Ketua Harian Partai Gerindra itu menegaskan, pemberian abolisi dan amnesti ini merupakan bentuk komitmen negara untuk merawat semangat persatuan, terutama menjelang peringatan Hari Kemerdekaan Republik Indonesia ke-80.
Senada dengan Dasco, Menteri Hukum Supratman Andi Agtas mengatakan pemberian amnesti dilakukan setelah proses verifikasi dan uji publik secara ketat.
“Awalnya ada sekitar 44 ribu usulan, namun yang memenuhi syarat pada tahap pertama ini hanya 1.116 orang.
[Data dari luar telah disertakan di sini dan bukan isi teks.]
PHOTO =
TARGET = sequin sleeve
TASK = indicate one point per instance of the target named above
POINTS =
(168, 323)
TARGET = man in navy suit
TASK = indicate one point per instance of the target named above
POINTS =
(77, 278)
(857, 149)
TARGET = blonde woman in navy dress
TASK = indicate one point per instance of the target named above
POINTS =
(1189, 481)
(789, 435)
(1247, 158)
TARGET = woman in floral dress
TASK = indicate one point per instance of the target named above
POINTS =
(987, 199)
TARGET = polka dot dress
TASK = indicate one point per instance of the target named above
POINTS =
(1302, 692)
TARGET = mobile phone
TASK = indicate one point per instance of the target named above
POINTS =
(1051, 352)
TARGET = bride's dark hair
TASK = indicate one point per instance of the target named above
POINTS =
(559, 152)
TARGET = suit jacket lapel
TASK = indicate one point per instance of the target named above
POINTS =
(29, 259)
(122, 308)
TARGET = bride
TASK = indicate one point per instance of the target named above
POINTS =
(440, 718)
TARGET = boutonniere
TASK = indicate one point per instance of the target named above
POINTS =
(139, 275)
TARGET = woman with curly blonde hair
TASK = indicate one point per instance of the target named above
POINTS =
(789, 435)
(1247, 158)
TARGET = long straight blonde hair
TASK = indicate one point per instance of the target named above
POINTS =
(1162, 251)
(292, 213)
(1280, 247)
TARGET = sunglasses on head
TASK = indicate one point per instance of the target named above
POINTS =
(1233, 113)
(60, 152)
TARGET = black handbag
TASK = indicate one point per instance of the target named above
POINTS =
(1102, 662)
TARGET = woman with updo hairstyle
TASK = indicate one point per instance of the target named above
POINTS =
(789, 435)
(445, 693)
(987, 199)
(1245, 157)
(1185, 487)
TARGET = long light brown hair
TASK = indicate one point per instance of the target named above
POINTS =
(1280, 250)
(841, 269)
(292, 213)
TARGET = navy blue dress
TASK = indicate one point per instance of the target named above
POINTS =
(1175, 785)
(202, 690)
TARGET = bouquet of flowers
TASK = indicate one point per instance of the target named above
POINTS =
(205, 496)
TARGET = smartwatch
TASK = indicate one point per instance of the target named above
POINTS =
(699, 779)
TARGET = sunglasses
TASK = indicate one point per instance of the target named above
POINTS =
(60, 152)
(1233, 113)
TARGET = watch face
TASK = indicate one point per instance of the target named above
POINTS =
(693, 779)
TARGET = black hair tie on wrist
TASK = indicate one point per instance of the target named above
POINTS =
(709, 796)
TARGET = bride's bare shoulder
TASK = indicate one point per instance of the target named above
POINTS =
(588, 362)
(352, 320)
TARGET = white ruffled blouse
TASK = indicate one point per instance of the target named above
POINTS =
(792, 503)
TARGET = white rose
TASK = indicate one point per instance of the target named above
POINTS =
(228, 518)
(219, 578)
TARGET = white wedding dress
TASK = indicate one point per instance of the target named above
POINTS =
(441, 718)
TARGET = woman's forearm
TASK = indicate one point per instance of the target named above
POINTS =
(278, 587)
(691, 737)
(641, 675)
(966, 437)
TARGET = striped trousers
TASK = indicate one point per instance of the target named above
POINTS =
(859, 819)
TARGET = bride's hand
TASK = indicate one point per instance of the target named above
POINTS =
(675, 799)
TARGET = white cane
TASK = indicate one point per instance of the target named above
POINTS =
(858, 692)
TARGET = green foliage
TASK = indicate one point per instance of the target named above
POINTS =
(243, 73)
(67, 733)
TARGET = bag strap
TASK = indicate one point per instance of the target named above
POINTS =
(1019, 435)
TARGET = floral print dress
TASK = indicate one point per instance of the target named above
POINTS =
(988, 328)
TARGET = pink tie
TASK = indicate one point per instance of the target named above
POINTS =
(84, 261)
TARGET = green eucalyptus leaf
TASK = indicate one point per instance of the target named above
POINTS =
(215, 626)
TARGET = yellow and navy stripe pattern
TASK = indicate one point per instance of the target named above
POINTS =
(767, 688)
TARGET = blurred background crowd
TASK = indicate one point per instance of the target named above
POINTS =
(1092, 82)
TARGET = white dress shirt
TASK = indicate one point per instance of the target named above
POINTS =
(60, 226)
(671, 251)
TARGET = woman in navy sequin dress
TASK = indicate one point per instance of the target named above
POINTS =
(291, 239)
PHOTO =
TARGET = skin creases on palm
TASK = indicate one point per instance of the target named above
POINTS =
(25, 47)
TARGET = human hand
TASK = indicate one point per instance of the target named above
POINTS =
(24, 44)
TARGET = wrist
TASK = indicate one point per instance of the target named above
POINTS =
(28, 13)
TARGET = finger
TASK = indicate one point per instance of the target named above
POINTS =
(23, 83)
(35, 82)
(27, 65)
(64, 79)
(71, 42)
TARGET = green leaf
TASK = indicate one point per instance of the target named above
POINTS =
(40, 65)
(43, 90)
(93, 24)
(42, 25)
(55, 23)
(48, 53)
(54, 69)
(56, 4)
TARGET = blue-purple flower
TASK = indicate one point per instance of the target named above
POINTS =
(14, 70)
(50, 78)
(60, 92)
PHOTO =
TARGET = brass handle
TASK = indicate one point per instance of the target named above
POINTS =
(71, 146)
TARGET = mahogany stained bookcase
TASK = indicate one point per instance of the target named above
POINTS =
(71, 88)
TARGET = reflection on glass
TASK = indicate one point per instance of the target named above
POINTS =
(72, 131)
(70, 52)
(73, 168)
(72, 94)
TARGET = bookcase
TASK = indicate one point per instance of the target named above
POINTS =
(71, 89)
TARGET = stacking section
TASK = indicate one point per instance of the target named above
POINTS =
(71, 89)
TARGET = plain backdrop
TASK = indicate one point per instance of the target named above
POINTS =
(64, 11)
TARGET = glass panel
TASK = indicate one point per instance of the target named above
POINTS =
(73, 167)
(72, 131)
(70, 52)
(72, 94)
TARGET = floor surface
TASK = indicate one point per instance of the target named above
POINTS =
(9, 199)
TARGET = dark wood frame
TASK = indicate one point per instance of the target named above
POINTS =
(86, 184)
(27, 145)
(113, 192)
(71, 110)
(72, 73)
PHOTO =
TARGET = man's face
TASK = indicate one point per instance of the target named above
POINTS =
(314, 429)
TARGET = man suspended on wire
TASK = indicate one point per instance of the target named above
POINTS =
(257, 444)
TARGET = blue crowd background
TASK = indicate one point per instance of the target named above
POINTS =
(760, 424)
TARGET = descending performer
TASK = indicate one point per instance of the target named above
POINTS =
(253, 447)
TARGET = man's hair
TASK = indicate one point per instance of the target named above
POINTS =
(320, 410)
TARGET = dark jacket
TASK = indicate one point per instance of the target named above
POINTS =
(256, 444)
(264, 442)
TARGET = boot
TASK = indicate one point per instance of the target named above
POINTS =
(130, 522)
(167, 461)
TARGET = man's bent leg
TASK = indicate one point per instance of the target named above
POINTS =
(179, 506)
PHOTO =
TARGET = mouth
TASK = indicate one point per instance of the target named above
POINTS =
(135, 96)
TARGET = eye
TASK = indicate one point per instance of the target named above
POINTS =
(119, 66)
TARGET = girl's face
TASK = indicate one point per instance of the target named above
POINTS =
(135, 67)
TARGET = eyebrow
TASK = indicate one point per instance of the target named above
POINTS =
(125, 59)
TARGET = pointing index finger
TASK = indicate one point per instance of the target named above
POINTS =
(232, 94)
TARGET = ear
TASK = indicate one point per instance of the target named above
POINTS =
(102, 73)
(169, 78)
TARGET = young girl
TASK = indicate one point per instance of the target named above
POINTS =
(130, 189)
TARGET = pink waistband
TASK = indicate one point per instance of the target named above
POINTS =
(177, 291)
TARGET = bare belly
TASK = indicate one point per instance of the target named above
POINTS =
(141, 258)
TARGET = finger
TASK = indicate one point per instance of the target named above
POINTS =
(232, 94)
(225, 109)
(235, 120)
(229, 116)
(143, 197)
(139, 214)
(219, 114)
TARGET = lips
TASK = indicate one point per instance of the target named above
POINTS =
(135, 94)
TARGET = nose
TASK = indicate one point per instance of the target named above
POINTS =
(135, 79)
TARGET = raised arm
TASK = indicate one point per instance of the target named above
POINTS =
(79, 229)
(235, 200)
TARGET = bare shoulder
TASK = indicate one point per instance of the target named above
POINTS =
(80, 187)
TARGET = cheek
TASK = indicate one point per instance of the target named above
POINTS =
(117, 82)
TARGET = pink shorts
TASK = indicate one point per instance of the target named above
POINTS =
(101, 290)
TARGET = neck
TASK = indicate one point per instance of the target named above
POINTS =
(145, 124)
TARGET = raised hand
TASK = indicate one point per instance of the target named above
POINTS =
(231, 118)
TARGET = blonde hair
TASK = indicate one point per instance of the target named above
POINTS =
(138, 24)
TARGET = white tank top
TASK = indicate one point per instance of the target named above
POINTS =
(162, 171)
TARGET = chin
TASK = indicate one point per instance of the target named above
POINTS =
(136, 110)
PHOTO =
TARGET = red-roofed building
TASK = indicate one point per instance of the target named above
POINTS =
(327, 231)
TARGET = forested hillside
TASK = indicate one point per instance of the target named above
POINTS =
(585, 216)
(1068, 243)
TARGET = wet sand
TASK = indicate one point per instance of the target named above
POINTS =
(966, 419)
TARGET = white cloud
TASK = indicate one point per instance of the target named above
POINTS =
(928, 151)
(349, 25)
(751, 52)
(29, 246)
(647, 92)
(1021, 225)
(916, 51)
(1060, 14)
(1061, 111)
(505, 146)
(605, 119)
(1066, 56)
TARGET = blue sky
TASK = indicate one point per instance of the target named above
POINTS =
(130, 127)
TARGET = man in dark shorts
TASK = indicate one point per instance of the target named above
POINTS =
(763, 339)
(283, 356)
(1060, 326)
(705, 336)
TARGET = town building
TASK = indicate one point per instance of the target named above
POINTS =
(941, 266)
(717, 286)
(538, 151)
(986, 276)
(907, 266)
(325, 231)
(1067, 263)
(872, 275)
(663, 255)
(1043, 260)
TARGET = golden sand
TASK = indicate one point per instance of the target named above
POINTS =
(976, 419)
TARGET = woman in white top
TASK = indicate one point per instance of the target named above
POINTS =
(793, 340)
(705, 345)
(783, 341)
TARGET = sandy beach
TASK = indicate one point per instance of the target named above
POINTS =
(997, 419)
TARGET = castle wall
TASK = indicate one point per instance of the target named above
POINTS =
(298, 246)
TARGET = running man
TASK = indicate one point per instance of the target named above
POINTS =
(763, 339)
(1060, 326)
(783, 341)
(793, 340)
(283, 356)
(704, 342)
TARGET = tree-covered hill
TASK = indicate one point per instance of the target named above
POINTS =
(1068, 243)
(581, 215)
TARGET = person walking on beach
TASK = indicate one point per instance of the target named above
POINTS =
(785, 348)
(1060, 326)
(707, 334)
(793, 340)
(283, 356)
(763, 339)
Tahap kedua akan menyusul dengan total sekitar 1.668 orang,” jelasnya.
Dasar pertimbangan utama dalam pemberian abolisi dan amnesti ini, kata Menteri Hukum adalah pentingnya menjaga persatuan nasional, termasuk dalam menangani perkara-perkara yang berhubungan dengan penghinaan terhadap Presiden dan kasus makar tanpa senjata.
“Presiden sudah menyampaikan sejak awal kepada saya ketika diangkat sebagai Menteri Hukum, bahwa semangatnya adalah merangkul semua pihak demi semangat kebangsaan,” ungkapnya.
Dengan disepakatinya pertimbangan oleh DPR RI, maka keputusan akhir kini berada di tangan Presiden. “Kita tinggal menunggu Keputusan Presiden setelah pertimbangan DPR RI ini disampaikan,” imbuh Dasco.